The paper tackles the lack of benchmarking datasets for evaluating large language models in bilingual customer support conversations by presenting a holistic annotation approach for emotion and conversational quality. It provides benchmarks for emotion recognition and dialogue quality estimation, concluding that further research is needed for production use.
Task-oriented conversational datasets often lack topic variability and linguistic diversity. However, with the advent of Large Language Models (LLMs) pretrained on extensive, multilingual and diverse text data, these limitations seem overcome. Nevertheless, their generalisability to different languages and domains in dialogue applications remains uncertain without benchmarking datasets. This paper presents a holistic annotation approach for emotion and conversational quality in the context of bilingual customer support conversations.

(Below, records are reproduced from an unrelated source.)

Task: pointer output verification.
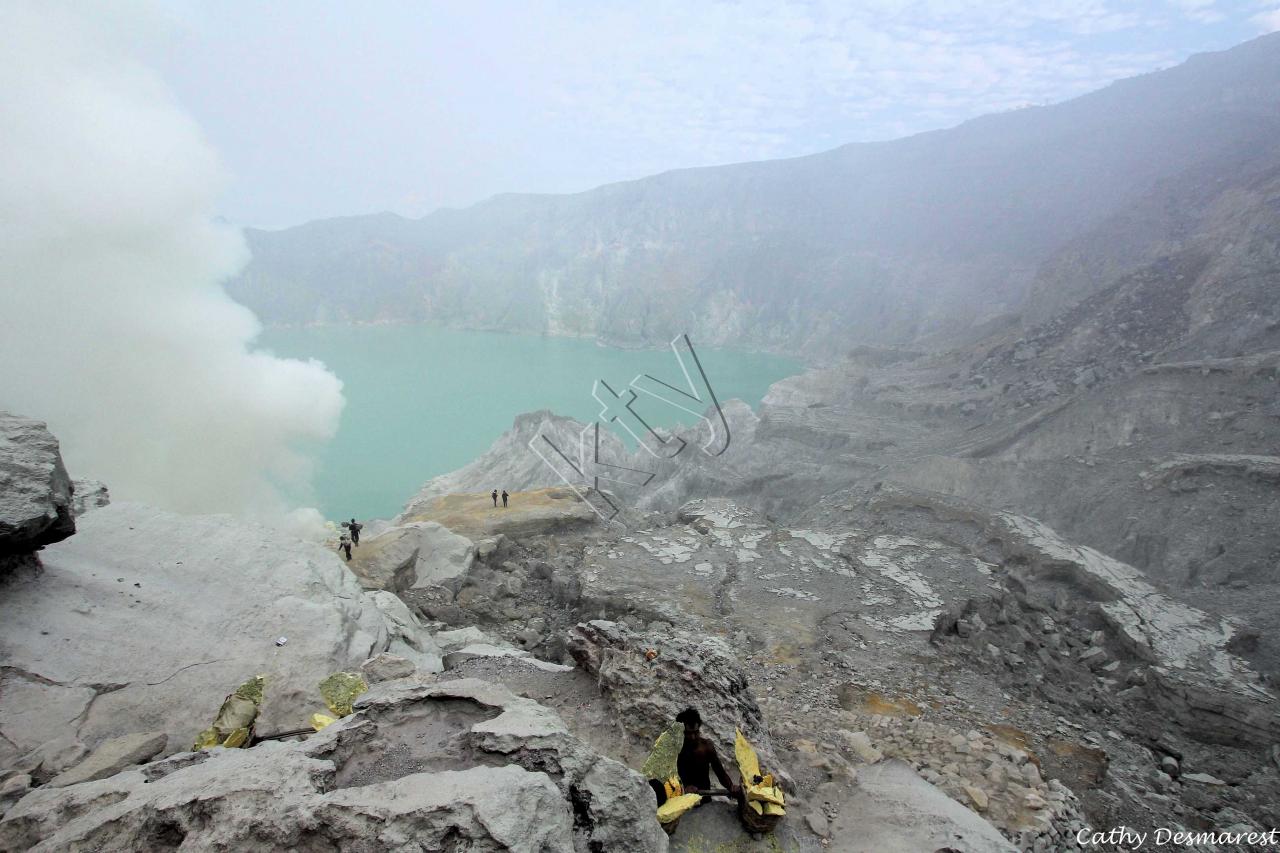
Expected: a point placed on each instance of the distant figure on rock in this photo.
(698, 757)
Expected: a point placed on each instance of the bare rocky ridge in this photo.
(35, 492)
(938, 236)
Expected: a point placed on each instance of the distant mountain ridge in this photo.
(919, 241)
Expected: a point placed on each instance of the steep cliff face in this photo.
(924, 237)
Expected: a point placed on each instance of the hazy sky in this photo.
(324, 109)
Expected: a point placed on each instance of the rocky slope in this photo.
(926, 237)
(36, 505)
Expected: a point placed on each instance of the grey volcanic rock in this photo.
(35, 489)
(411, 555)
(88, 495)
(899, 812)
(147, 620)
(688, 671)
(113, 756)
(511, 464)
(419, 763)
(405, 634)
(387, 667)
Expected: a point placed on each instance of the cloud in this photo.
(115, 328)
(1267, 21)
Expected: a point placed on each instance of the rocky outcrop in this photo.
(405, 634)
(899, 812)
(146, 620)
(686, 671)
(113, 756)
(511, 464)
(1194, 676)
(35, 489)
(411, 555)
(88, 495)
(437, 766)
(528, 514)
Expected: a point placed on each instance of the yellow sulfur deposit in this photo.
(676, 807)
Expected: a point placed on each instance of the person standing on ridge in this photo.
(698, 757)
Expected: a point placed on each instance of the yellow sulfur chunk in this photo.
(321, 720)
(677, 807)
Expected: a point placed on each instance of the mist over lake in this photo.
(423, 400)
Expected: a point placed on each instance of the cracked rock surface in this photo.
(145, 621)
(453, 766)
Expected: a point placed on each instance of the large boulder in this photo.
(35, 489)
(406, 635)
(420, 765)
(411, 556)
(146, 620)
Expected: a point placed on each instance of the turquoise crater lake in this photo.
(423, 401)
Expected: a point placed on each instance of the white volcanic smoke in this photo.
(113, 323)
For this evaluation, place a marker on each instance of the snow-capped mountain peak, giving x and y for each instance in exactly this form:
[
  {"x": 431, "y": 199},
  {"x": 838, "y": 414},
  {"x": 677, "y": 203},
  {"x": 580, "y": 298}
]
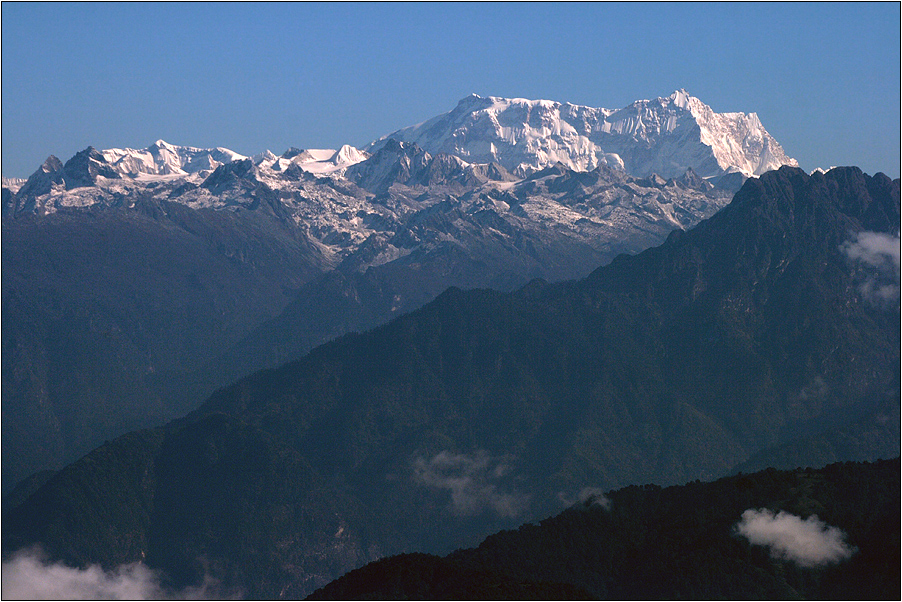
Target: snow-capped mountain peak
[
  {"x": 665, "y": 136},
  {"x": 162, "y": 158}
]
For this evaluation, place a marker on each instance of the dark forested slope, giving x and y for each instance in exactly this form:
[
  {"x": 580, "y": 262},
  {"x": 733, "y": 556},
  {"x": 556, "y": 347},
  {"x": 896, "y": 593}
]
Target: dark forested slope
[
  {"x": 682, "y": 542},
  {"x": 773, "y": 323}
]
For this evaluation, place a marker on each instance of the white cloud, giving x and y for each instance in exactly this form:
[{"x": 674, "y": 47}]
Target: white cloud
[
  {"x": 27, "y": 576},
  {"x": 809, "y": 542},
  {"x": 474, "y": 482},
  {"x": 591, "y": 496},
  {"x": 881, "y": 254}
]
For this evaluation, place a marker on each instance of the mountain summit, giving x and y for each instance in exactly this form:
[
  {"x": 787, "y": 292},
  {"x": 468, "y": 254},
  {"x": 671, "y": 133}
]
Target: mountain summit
[{"x": 662, "y": 136}]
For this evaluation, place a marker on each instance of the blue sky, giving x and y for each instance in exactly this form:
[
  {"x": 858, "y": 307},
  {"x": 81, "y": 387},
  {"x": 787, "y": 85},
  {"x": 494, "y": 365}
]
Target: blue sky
[{"x": 823, "y": 78}]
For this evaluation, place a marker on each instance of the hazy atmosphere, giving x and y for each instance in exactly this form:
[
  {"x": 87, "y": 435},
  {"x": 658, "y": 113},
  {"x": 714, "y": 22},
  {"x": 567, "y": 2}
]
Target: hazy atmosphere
[{"x": 823, "y": 78}]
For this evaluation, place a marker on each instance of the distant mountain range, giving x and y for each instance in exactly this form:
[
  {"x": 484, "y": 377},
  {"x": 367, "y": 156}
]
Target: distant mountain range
[
  {"x": 136, "y": 282},
  {"x": 768, "y": 331}
]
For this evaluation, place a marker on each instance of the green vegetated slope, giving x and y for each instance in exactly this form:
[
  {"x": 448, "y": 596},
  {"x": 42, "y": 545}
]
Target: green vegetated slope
[
  {"x": 681, "y": 542},
  {"x": 107, "y": 311},
  {"x": 760, "y": 328}
]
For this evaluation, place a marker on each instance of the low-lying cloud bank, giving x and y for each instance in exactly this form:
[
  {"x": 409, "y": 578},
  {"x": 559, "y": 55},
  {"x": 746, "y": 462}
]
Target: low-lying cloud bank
[
  {"x": 28, "y": 576},
  {"x": 476, "y": 483},
  {"x": 808, "y": 543}
]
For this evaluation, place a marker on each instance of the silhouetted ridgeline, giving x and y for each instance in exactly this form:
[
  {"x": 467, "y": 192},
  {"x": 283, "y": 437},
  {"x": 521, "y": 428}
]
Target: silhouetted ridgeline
[{"x": 683, "y": 542}]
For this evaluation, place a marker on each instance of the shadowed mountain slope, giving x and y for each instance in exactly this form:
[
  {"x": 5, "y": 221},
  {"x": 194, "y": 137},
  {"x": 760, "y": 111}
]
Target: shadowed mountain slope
[
  {"x": 649, "y": 543},
  {"x": 774, "y": 320}
]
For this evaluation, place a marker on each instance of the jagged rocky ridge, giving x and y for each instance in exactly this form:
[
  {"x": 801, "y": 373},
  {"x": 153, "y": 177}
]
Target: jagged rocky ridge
[
  {"x": 129, "y": 295},
  {"x": 773, "y": 322}
]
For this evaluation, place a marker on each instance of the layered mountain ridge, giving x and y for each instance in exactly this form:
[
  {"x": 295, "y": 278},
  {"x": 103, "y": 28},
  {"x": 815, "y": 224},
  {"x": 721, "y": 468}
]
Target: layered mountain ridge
[
  {"x": 330, "y": 241},
  {"x": 772, "y": 322},
  {"x": 662, "y": 136}
]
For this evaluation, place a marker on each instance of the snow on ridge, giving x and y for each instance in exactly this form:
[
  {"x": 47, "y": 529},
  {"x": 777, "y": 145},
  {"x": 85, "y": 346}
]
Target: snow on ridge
[
  {"x": 162, "y": 158},
  {"x": 666, "y": 136}
]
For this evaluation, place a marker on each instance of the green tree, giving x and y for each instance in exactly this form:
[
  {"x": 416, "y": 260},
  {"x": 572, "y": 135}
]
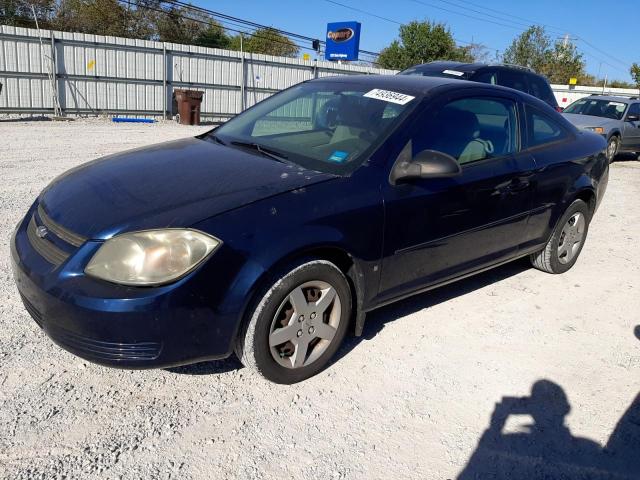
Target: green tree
[
  {"x": 530, "y": 49},
  {"x": 635, "y": 74},
  {"x": 421, "y": 42},
  {"x": 558, "y": 61},
  {"x": 267, "y": 41},
  {"x": 101, "y": 17},
  {"x": 213, "y": 37},
  {"x": 563, "y": 62},
  {"x": 180, "y": 25},
  {"x": 18, "y": 13}
]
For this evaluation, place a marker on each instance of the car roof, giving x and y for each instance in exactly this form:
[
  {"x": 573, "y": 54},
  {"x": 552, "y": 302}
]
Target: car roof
[
  {"x": 421, "y": 86},
  {"x": 611, "y": 98},
  {"x": 468, "y": 67},
  {"x": 417, "y": 85},
  {"x": 439, "y": 65}
]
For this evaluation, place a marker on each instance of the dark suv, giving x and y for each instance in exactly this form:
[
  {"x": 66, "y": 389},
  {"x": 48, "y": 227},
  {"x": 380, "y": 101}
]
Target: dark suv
[{"x": 512, "y": 76}]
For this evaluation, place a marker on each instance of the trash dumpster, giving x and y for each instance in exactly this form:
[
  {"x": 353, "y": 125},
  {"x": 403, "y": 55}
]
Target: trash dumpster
[{"x": 188, "y": 106}]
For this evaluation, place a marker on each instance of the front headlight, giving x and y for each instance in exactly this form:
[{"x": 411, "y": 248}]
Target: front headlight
[{"x": 150, "y": 257}]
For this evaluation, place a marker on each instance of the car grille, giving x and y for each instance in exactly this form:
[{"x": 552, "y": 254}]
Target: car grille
[
  {"x": 100, "y": 350},
  {"x": 45, "y": 246}
]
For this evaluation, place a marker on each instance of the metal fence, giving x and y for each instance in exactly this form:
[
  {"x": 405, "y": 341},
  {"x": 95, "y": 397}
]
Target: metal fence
[
  {"x": 567, "y": 94},
  {"x": 95, "y": 74}
]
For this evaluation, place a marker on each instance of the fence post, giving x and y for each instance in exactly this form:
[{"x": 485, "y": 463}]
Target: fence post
[
  {"x": 165, "y": 92},
  {"x": 242, "y": 77},
  {"x": 54, "y": 75}
]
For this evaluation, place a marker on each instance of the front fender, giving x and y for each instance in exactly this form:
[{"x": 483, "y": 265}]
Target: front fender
[{"x": 344, "y": 215}]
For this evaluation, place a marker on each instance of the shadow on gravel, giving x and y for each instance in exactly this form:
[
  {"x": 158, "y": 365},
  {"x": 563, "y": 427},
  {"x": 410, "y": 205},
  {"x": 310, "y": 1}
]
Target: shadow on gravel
[
  {"x": 377, "y": 319},
  {"x": 208, "y": 368},
  {"x": 546, "y": 449},
  {"x": 25, "y": 119}
]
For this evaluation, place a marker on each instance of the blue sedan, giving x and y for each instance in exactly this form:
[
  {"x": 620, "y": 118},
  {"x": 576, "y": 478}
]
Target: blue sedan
[{"x": 273, "y": 235}]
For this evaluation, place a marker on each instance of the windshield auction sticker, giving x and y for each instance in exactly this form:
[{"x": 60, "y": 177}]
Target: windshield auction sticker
[{"x": 389, "y": 96}]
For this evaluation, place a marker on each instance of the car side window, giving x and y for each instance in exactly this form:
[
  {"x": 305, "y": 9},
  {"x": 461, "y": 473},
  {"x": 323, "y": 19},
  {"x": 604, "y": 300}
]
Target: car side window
[
  {"x": 634, "y": 109},
  {"x": 540, "y": 89},
  {"x": 542, "y": 129},
  {"x": 471, "y": 129}
]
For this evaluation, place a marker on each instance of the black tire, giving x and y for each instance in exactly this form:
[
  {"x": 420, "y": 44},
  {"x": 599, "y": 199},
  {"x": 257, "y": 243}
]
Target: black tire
[
  {"x": 252, "y": 344},
  {"x": 613, "y": 145},
  {"x": 549, "y": 259}
]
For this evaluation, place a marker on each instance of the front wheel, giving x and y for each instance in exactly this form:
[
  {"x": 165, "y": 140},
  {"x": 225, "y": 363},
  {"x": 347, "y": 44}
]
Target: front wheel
[
  {"x": 563, "y": 248},
  {"x": 298, "y": 325}
]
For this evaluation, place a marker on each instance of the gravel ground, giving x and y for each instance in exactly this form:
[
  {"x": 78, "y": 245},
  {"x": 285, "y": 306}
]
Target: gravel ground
[{"x": 409, "y": 400}]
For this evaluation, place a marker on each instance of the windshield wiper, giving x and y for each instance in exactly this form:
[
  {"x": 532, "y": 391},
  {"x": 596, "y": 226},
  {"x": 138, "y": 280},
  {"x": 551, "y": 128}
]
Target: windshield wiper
[
  {"x": 216, "y": 139},
  {"x": 263, "y": 150}
]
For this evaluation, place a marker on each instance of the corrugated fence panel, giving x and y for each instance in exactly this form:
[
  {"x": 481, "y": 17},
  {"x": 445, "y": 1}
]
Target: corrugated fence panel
[{"x": 97, "y": 74}]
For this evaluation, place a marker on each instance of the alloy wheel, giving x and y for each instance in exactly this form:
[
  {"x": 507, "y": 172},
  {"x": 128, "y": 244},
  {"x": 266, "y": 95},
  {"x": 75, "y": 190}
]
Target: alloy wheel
[
  {"x": 571, "y": 237},
  {"x": 305, "y": 323}
]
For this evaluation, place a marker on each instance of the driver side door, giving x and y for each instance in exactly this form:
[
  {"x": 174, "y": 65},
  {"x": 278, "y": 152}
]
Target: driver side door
[
  {"x": 631, "y": 133},
  {"x": 440, "y": 228}
]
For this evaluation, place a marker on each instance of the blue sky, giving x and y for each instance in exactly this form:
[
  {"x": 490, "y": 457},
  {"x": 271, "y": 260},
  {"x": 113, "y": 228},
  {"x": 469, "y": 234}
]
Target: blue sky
[{"x": 615, "y": 31}]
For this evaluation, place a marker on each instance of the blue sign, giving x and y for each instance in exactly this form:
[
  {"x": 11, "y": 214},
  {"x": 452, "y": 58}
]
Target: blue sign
[{"x": 343, "y": 41}]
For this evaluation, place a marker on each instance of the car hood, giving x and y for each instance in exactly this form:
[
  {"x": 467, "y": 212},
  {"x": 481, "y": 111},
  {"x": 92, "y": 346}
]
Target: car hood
[
  {"x": 582, "y": 121},
  {"x": 173, "y": 184}
]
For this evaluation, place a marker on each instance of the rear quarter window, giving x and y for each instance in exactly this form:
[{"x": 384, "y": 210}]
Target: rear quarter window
[
  {"x": 539, "y": 88},
  {"x": 542, "y": 129}
]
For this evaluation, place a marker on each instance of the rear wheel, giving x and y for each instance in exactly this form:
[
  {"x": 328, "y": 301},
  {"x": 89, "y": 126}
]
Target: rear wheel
[
  {"x": 612, "y": 147},
  {"x": 298, "y": 325},
  {"x": 566, "y": 242}
]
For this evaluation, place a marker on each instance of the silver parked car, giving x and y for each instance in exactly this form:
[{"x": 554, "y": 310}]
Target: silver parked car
[{"x": 615, "y": 118}]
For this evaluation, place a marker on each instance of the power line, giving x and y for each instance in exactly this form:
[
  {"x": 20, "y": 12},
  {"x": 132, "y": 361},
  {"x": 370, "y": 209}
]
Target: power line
[
  {"x": 218, "y": 15},
  {"x": 549, "y": 27},
  {"x": 387, "y": 19},
  {"x": 210, "y": 22}
]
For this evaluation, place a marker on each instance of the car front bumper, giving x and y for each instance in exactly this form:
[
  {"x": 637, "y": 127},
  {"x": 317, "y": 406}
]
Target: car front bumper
[{"x": 120, "y": 326}]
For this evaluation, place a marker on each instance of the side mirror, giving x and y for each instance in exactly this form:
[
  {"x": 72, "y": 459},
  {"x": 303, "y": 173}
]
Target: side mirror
[{"x": 426, "y": 164}]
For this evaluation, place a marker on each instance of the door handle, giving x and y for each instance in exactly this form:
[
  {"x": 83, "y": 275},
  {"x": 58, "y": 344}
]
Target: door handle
[{"x": 518, "y": 185}]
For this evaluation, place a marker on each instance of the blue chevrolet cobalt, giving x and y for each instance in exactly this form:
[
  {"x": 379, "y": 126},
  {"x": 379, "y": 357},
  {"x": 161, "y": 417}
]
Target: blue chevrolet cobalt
[{"x": 273, "y": 235}]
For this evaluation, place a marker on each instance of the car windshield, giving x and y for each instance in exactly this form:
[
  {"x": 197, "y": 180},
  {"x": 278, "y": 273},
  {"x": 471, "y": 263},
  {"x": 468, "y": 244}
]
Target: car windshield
[
  {"x": 597, "y": 108},
  {"x": 327, "y": 127}
]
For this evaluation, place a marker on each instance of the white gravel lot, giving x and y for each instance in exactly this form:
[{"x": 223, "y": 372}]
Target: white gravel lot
[{"x": 409, "y": 400}]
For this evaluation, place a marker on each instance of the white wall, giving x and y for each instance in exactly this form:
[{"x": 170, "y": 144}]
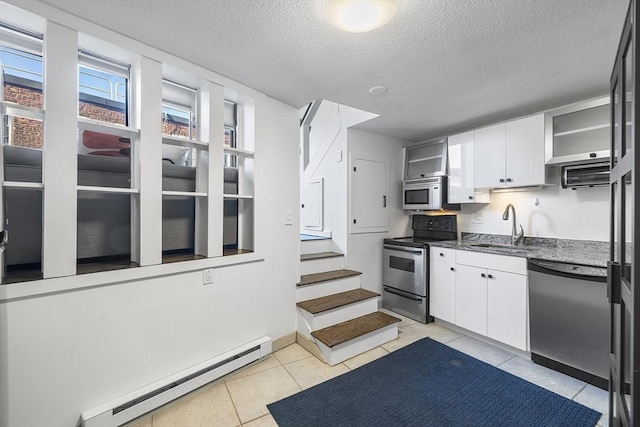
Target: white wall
[
  {"x": 67, "y": 352},
  {"x": 365, "y": 249},
  {"x": 582, "y": 214},
  {"x": 329, "y": 160}
]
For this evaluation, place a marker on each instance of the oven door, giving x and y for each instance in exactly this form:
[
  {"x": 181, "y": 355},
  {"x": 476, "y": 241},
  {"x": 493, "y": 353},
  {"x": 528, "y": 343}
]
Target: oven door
[{"x": 405, "y": 268}]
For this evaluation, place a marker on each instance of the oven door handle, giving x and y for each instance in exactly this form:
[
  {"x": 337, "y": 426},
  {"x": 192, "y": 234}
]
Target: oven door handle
[
  {"x": 402, "y": 295},
  {"x": 411, "y": 251}
]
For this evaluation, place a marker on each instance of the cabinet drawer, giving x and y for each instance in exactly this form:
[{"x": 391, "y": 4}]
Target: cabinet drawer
[
  {"x": 511, "y": 264},
  {"x": 442, "y": 254}
]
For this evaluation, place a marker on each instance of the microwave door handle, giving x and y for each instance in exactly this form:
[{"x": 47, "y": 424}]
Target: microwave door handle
[{"x": 403, "y": 250}]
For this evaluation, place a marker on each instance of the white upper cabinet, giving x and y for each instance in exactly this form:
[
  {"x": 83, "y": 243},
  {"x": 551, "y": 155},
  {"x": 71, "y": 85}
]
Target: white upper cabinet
[
  {"x": 489, "y": 156},
  {"x": 579, "y": 133},
  {"x": 426, "y": 159},
  {"x": 510, "y": 154},
  {"x": 525, "y": 152},
  {"x": 462, "y": 188}
]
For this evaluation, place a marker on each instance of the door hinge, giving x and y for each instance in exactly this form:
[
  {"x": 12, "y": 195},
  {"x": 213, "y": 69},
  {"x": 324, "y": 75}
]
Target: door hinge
[{"x": 613, "y": 282}]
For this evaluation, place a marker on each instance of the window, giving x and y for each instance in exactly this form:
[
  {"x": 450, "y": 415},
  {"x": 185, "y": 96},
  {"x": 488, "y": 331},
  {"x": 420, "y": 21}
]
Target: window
[
  {"x": 103, "y": 89},
  {"x": 179, "y": 105},
  {"x": 238, "y": 184},
  {"x": 105, "y": 184},
  {"x": 22, "y": 141},
  {"x": 182, "y": 190},
  {"x": 230, "y": 132}
]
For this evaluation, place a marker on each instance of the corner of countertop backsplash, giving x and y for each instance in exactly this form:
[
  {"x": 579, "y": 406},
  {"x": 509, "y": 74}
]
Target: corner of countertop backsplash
[{"x": 505, "y": 239}]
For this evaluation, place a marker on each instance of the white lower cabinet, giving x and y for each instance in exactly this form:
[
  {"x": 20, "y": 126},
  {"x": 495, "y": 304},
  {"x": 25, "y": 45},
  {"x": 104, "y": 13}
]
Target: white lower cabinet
[
  {"x": 507, "y": 308},
  {"x": 471, "y": 298},
  {"x": 488, "y": 295},
  {"x": 442, "y": 292}
]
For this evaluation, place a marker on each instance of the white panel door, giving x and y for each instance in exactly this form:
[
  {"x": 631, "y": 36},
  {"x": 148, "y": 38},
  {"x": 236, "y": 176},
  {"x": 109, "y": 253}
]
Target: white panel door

By performing annotations that take into consideration the complete instances that compose a conversation, one can form a broader perspective of the dialogue as a whole. Furthermore, it provides a unique and valuable resource for the development of text classification models. To this end, we present benchmarks for Emotion Recognition and Dialogue Quality Estimation and show that further research is needed to leverage these models in a production setting.